History reigns in the Revolutionary War towns of Lexington and Concord, but just down the road you can explore the thoroughly contemporary world of the deCordova Sculpture Park and Museum, in Lincoln. Located on the former 30-acre estate of businessman Julian deCordova, it was established in 1950 and typically showcases about 60 large-scale outdoor sculptures—many of which are on loan, so the landscape here changes often. The on-site museum houses a permanent collection focused on works in all media, with particular emphasis on photography and works by New England artists. Don’t miss the stunning view of the sculpture park from the rooftop terrace.

At Brockton’s Fuller Craft Museum, meanwhile, the focus is on furniture and jewelry makers, woodworkers, basket weavers, glassblowers, and ceramicists. Founded in 1946 by geologist Myron Fuller, the museum today is regarded as the home of contemporary craft in New England. Function and form may coexist here, but it’s all art—whether it’s a graceful woven-grass basket or a showstopping double rocking chair.

The former mill town of Clinton, in central Massachusetts, is the unlikely home of not just the only museum of Russian icons in the U.S., but also the largest collection of such works outside Russia itself. The Museum of Russian Icons was the brainchild of local businessman Gordon Lankton, who in 1989 happened to buy an icon at an open-air market in Moscow. That first purchase led to another, and another, and things snowballed from there: Today the museum that he founded boasts more than 1,000 Russian icons and related artifacts, dating from 1450 to the present day.

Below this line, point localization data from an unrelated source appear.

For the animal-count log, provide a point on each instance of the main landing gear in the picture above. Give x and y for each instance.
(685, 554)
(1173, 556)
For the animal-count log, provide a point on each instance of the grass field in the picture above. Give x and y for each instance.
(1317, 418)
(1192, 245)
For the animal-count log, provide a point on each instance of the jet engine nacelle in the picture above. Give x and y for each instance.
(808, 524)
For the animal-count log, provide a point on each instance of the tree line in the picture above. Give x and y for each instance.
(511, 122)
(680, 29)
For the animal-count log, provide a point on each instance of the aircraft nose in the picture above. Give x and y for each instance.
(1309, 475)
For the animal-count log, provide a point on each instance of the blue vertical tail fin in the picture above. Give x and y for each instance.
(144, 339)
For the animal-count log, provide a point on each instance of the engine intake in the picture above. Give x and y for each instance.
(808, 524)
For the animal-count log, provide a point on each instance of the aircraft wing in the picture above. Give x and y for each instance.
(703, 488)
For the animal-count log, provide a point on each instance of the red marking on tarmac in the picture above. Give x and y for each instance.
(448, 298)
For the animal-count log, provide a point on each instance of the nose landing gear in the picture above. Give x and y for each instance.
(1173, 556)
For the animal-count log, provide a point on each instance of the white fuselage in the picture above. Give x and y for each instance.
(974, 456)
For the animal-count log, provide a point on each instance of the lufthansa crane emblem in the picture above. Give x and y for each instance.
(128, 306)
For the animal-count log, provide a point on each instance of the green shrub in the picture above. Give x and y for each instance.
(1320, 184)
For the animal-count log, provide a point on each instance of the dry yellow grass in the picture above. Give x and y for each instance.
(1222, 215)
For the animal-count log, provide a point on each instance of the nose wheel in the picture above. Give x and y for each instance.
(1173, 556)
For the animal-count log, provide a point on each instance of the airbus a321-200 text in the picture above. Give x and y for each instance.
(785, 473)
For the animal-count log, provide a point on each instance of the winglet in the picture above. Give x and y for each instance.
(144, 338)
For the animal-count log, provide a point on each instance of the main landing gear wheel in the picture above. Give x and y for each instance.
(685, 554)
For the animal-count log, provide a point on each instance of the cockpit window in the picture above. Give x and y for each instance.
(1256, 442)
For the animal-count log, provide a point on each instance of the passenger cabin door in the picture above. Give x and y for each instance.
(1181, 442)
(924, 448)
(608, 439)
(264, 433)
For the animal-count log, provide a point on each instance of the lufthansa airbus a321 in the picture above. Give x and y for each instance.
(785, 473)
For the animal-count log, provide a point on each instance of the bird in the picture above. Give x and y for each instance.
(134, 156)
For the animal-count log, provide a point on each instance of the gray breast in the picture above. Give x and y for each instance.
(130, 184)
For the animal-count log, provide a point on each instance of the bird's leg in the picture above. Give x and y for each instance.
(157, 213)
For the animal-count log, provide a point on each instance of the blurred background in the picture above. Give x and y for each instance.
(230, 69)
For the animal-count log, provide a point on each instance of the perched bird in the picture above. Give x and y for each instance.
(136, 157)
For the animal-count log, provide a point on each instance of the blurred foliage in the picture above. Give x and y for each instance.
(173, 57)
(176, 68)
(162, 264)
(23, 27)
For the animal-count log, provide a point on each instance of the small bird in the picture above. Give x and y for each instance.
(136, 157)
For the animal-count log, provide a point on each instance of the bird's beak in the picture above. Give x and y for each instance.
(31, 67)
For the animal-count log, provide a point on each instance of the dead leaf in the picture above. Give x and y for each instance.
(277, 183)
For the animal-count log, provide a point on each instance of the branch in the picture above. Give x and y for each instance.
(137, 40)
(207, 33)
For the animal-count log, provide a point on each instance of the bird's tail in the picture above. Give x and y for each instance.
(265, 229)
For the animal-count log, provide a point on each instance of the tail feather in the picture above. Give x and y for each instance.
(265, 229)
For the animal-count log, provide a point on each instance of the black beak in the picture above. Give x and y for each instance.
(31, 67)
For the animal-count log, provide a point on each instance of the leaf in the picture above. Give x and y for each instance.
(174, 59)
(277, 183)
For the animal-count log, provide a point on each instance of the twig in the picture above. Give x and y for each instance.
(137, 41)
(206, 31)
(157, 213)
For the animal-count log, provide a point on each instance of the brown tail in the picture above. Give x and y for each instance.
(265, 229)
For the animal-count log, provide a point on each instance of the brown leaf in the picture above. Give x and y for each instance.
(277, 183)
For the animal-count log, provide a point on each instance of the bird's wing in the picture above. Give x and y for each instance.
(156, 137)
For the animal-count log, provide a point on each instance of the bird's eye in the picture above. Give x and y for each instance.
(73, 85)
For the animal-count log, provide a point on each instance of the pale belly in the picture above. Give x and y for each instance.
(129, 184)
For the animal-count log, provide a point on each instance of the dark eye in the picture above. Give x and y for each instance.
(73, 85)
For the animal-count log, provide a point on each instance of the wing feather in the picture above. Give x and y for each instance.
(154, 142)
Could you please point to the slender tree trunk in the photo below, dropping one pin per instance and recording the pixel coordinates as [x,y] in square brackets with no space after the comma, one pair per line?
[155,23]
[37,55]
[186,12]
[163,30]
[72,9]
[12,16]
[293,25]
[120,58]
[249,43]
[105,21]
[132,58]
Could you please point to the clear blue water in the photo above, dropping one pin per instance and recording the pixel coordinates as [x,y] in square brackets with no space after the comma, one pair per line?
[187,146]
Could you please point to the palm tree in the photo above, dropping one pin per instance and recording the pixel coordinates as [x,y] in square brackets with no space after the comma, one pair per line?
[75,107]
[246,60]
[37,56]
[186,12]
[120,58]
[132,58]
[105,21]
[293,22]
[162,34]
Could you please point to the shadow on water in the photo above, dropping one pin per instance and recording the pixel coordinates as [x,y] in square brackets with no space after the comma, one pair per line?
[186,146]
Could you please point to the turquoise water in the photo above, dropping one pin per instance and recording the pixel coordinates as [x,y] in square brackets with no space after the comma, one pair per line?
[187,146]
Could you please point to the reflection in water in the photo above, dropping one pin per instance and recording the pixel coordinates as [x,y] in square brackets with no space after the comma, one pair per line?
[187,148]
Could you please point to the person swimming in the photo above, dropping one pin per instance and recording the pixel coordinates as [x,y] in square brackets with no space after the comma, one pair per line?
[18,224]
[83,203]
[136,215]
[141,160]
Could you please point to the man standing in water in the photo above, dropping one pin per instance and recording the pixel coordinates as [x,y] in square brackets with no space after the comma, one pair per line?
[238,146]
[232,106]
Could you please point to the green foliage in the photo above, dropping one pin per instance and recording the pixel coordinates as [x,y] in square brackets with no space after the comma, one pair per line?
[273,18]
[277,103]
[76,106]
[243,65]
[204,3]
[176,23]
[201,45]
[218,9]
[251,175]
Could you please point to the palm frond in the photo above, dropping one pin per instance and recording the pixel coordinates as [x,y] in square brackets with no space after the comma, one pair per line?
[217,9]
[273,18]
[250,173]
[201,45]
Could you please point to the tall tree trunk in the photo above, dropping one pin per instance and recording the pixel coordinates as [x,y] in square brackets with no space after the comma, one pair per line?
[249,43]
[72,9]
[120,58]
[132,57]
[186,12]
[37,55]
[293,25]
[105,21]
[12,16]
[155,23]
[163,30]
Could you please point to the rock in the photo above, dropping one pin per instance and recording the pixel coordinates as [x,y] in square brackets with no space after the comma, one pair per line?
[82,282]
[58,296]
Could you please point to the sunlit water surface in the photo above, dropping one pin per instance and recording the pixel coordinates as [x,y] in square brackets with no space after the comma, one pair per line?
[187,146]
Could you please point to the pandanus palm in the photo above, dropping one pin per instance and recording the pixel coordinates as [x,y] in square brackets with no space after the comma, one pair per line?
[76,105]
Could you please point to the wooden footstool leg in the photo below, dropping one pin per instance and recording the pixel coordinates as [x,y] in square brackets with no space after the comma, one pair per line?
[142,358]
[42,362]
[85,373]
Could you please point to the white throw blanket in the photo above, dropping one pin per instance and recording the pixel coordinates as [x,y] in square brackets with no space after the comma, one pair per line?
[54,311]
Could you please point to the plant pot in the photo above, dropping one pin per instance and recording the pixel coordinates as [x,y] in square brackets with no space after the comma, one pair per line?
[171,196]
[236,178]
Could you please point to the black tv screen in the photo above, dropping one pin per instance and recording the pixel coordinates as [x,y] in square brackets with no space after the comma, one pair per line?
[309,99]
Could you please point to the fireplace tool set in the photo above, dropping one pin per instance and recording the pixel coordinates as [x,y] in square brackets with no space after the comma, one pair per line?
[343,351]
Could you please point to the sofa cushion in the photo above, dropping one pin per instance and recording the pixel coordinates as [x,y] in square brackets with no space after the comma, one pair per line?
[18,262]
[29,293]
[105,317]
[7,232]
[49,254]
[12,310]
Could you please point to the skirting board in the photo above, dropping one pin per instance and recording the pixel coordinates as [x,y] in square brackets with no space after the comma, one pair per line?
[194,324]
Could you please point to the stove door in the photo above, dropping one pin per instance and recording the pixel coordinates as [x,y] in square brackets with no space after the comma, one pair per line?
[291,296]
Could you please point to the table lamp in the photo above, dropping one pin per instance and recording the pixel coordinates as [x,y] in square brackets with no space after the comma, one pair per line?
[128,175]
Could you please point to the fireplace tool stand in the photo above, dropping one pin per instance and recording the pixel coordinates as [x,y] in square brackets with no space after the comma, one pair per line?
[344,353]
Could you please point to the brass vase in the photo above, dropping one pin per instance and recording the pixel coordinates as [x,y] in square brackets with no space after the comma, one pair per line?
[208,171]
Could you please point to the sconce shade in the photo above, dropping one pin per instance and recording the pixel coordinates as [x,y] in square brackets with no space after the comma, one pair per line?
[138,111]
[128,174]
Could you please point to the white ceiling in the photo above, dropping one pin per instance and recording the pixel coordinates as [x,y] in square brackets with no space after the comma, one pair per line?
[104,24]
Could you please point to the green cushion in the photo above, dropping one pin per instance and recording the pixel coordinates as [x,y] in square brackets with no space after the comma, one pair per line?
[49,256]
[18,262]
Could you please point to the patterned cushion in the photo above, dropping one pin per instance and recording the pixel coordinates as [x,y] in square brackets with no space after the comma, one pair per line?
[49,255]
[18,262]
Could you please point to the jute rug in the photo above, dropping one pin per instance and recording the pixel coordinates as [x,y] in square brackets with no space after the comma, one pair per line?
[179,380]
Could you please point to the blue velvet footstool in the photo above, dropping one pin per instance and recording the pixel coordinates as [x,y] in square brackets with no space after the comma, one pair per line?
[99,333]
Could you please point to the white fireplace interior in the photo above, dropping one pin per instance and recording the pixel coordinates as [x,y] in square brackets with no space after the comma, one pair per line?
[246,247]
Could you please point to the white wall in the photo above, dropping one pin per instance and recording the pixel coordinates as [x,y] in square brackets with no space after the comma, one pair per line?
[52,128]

Finally, for those who like true serendipity in their art explorations, the coastal city of Salem—best known for its 17th-century “witch trials”—invites visitors to wander the street murals of the El Punto neighborhood. Launched in 2017 as an effort to support the arts and build neighborhood pride, the Punto Urban Art Museum features more than 75 vibrant, large-scale murals within its three-block radius—and you’ll want to be sure to catch them all.

RHODE ISLAND

Countless travelers flock to the seaside town of Newport to marvel at its mansions, a collection of Gilded Age jewels built as summer homes for some of America’s wealthiest families. But inside one of these architectural beauties lies another attraction: the National Museum of American Illustration. Here, inside a circa-1900 American Renaissance mansion called Vernon Court, the golden age of magazines is celebrated in the illustrations of such master artists as Norman Rockwell and Maxfield Parrish. If history, architecture, art, and social commentary sound like an appealing combination, you’ll find plenty to ponder on these ornate walls.

Rhode Island’s largest city, Providence, is an essential destination for art students and art lovers alike, thanks to the presence of the acclaimed Rhode Island School of Design. The school’s namesake RISD Museum, first established in 1877, has a staggering 100,000 items in its collection, spanning ancient carvings and Native American textiles to video installations and contemporary abstract paintings.